La réflectivité d’une surface métallisée est affectée par les subtiles différences qui peuvent exister dans la composition du métal de placage. Mitsuya a collecté de grandes quantités de données en vue de déterminer la composition optimale du métal. Aujourd’hui, l’entreprise a fabriqué près de vingt réflecteurs-collecteurs de précision destinés à des expériences effectuées tant sur terre que dans l’espace, tous dotés d’une efficacité optique avoisinant les 100 %. Le père de cette technologie du placage de haute précision n’est autre qu’Ozawa Shigeo, administrateur délégué de Mitsuya.

Les techniques de placage mises au point par Mitsuya entraient également dans la fabrication d’une partie des équipements emmenés dans l’espace par le véhicule spatial inhabité Hayabusa, lancé en 2003 par l’Agence japonaise d’exploration aérospatiale (JAXA). La communauté internationale a beaucoup parlé de Hayabusa en juin 2010, lorsqu’il a réintégré l’atmosphère terrestre à l’issue d’une mission d’exploration consacrée à un astéroïde proche de la Terre. « Nous savons que le vaisseau spatial comportait une pièce que nous avons fabriquée, mais nous ne savons exactement ni où elle se trouvait ni à quoi elle a servi », reconnaît Ozawa Shigeo. Il se trouve en effet qu’une bonne partie des projets qui ont recours à la technologie de placage mise au point par Mitsuya baignent dans une telle aura de secret que l’entreprise ne sait jamais à quoi servent exactement les composants qu’elle fabrique.

Capacité et vitesse de développement

Des pièces destinées au placage dans le cadre d’une fabrication automatisée par lots sont alignées dans un casier.

L’un des points forts qui font la fierté de Mitsuya est son aptitude à mettre au point des produits et des procédés à la demande. Respectueuse des préceptes — ne jamais refuser un travail, ne jamais dire que ce n’est pas faisable — formulés par son précédent président-directeur général, l’entreprise ne recule devant aucun défi technique. « Je ne prétends pas que nous satisfaisions toutes les demandes », observe Kusama Seiichiro, « mais nous acceptons près de 80 % d’entre elles. » Comme le dit le directeur des achats d’un grand fabricant japonais d’électronique : « Si vous êtes dans le pétrin, adressez-vous à Mitsuya. »

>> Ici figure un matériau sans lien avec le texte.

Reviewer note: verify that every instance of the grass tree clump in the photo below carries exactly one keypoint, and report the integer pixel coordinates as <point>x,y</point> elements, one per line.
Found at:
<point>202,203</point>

La réactivité constitue aussi l’une des grandes préoccupations de la direction de l’entreprise. Dans cette perspective, l’usine de Gotanda, située en plein cœur de Tokyo est un atout majeur. Compte tenu du boom résidentiel que connaît cette zone, l’entreprise a envisagé un moment de fermer l’usine de Gotanda et de transférer ses opérations à l’usine de Yonezawa, dans la préfecture de Yamagata. Mais la direction a finalement renoncé à cette idée, après s’être rendu compte des bienfaits et de la commodité d’une situation centrale, en termes de gain de temps au cours de l’intense va-et-vient avec les clients qui caractérise les phases de conception et d’expérimentation.

Il arrive que des clients se présentent chez Mitsuya le matin en demandant que le produit fini leur soit livré le soir. « Il y a même un client qui nous a demandé de préparer la commande pendant qu’il tuait le temps au café du coin », se souvient Kusama Seiichiro. Bien qu’elle dispose d’autres installations de production à Kôfu, dans la préfecture de Yamanashi, dans la grande banlieue de Tokyo, ainsi qu’à Yonezawa, Mitsuya n’a nullement l’intention d’abandonner Gotanda, où elle a fait ses premiers pas.